Conclusão sob cada cenário
Os dados desta temporada constroem dois retratos distintos, e a conclusão não é neutra.
Se o critério é momento atual: Arokodare ganha. Vinte e um gols em 40 jogos é o número de um centroavante em estado de graça — e a diferença de sete jogos a mais em relação a Ekitiké não explica a diferença de seis gols. Ele está mais artilheiro, mais confiante e mais decisivo agora.
Se o critério é encaixe tático em times de elite: Ekitiké leva. Suas 8 assistências mostram um atacante que joga para o time, não só para a conta pessoal. Em um sistema de pressing alto com posse de bola — como o Liverpool propõe — ele cria mais variáveis ofensivas do que um centroavante estático. O perfil de defensive actions e progressive passes recebidos sustenta essa leitura.
Se o critério é melhor investimento: Arokodare, sem discussão. A €22 milhões, ele entrega números que justificariam o dobro do preço. Ekitiké, a €90 milhões, carrega uma expectativa que seus números desta temporada ainda não superam com folga.

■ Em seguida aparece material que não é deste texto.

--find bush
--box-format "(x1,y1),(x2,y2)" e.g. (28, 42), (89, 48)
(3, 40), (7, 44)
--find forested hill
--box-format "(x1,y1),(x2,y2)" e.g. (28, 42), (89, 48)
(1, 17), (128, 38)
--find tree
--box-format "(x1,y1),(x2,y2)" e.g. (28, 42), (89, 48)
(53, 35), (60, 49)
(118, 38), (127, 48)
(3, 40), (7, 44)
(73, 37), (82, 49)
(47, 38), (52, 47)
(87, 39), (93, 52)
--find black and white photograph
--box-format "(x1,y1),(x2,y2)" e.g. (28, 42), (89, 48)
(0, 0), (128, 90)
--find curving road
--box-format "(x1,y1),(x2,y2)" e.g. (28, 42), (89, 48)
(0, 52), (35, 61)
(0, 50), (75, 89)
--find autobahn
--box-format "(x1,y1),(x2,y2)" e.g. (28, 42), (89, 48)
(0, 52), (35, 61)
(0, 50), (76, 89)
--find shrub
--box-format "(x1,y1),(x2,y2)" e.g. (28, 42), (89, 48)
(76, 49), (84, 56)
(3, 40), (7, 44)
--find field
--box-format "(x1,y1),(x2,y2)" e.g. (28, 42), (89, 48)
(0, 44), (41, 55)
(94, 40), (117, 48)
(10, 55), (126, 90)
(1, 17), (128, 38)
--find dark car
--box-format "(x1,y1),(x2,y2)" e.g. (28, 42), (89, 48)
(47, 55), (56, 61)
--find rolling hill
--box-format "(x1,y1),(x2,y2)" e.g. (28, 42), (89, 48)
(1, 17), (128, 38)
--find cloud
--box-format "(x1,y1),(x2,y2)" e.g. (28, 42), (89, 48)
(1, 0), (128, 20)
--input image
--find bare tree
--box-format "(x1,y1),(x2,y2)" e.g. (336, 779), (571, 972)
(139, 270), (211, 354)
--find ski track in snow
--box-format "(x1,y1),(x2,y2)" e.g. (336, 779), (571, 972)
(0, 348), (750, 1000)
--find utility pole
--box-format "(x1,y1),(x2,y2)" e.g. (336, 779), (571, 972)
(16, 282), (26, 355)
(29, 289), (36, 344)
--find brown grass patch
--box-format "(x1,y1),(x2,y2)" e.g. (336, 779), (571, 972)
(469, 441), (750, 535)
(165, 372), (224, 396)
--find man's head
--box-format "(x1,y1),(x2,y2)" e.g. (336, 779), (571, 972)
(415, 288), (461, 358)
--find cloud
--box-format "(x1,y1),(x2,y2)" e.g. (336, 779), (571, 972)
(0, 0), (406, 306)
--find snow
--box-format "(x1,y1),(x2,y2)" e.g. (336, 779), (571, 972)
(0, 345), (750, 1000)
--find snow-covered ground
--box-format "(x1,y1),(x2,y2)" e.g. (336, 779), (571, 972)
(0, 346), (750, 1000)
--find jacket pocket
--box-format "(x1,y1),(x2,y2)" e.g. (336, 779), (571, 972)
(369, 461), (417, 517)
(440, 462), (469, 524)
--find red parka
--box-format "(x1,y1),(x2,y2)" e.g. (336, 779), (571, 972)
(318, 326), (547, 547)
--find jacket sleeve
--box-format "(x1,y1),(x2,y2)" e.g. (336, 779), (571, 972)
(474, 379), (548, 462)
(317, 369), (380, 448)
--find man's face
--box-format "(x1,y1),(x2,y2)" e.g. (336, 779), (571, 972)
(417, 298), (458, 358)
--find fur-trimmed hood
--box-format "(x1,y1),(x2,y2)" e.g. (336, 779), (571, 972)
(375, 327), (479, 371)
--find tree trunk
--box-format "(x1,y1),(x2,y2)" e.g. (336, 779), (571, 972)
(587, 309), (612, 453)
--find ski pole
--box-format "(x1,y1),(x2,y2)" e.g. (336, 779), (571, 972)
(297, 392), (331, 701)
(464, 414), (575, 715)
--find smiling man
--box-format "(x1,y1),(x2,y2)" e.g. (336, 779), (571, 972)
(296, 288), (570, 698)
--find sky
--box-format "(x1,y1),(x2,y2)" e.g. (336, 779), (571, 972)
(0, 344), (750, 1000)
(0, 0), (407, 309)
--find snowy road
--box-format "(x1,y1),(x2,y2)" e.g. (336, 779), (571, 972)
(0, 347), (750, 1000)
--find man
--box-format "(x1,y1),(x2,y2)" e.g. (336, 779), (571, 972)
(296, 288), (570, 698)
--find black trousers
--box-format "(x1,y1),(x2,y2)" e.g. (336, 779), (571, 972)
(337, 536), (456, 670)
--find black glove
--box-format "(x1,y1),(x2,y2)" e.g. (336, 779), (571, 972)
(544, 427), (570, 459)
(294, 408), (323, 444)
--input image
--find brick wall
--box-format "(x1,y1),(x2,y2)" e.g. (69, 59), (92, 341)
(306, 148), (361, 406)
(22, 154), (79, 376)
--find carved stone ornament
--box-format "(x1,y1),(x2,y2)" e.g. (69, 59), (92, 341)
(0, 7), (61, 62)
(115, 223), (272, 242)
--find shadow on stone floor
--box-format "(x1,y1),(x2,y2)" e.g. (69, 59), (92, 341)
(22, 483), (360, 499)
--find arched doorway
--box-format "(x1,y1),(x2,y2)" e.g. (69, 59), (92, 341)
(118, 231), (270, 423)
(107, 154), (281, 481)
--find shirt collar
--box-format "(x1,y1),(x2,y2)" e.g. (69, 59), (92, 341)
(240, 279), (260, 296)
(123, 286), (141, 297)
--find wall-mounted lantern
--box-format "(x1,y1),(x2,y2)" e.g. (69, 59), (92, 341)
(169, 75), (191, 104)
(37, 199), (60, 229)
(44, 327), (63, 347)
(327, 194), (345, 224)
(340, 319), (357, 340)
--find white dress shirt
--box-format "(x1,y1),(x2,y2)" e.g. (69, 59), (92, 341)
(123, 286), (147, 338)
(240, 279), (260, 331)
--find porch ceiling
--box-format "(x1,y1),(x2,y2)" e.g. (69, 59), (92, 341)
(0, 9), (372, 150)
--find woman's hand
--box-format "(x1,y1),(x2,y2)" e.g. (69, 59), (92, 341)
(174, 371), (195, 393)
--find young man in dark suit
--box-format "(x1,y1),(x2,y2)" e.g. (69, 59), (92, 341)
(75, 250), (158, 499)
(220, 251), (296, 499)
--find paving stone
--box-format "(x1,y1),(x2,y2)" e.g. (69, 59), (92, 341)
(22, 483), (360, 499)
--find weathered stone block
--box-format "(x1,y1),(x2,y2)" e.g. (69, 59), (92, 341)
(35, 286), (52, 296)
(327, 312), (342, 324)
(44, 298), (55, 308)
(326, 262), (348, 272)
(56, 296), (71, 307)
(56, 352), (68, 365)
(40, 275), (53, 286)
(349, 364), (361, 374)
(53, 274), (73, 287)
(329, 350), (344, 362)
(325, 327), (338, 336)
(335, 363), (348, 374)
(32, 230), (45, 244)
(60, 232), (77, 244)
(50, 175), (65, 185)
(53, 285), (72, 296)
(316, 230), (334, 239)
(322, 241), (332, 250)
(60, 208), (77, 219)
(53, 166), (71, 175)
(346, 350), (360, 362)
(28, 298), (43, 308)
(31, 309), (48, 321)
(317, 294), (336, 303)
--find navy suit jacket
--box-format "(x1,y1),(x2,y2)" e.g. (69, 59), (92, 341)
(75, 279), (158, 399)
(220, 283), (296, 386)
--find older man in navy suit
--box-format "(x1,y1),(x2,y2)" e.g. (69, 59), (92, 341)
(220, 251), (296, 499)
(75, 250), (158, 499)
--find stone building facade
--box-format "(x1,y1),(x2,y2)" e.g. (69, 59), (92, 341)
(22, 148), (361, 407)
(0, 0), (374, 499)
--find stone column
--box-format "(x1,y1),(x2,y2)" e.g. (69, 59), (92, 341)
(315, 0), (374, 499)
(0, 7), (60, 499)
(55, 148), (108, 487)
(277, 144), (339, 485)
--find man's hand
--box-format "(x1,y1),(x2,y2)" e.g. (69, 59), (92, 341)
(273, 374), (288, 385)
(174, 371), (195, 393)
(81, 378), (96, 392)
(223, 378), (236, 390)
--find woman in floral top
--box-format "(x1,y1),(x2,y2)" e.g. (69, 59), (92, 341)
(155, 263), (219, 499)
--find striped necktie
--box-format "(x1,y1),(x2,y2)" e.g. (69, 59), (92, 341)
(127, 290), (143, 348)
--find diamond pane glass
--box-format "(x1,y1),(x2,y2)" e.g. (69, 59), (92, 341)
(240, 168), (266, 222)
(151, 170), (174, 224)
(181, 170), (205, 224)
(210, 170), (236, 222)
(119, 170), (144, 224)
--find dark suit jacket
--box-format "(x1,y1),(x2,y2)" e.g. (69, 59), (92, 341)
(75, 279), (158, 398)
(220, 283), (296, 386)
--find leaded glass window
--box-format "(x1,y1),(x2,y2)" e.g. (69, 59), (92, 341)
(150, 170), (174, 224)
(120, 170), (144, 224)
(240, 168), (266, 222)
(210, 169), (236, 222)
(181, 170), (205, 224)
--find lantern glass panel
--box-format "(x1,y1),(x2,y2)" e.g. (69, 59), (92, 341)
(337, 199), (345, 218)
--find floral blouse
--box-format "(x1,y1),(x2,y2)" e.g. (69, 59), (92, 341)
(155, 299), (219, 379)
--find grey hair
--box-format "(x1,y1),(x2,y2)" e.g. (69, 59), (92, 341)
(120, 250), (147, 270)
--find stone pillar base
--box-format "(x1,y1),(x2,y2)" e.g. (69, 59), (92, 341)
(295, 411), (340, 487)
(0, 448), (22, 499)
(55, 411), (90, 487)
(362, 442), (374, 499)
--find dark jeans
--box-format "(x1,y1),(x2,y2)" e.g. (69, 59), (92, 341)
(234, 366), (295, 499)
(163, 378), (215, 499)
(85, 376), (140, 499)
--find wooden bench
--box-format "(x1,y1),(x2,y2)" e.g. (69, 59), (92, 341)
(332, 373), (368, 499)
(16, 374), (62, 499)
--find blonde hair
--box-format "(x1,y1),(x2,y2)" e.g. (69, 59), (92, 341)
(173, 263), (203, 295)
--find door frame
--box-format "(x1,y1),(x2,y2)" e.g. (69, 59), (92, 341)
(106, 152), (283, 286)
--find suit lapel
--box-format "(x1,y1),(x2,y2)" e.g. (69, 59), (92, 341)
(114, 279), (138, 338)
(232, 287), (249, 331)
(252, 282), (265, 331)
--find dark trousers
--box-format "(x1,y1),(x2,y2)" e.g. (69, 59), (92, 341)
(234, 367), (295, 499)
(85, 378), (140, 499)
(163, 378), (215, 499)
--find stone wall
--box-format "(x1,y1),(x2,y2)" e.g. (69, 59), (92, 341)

Se o critério é potencial para os próximos três a cinco anos: Ekitiké, com 23 anos e um histórico de adaptações rápidas a diferentes ligas, tem mais espaço para crescer. Arokodare, dois anos mais velho, já está perto do teto físico — e atacantes com esse perfil tendem a depender mais do corpo do que da leitura de jogo à medida que envelhecem.
Arokodare resolve o jogo hoje. Ekitiké constrói o jogo de amanhã.
Ekitiké é o atacante do futuro. Arokodare é o goleador do presente.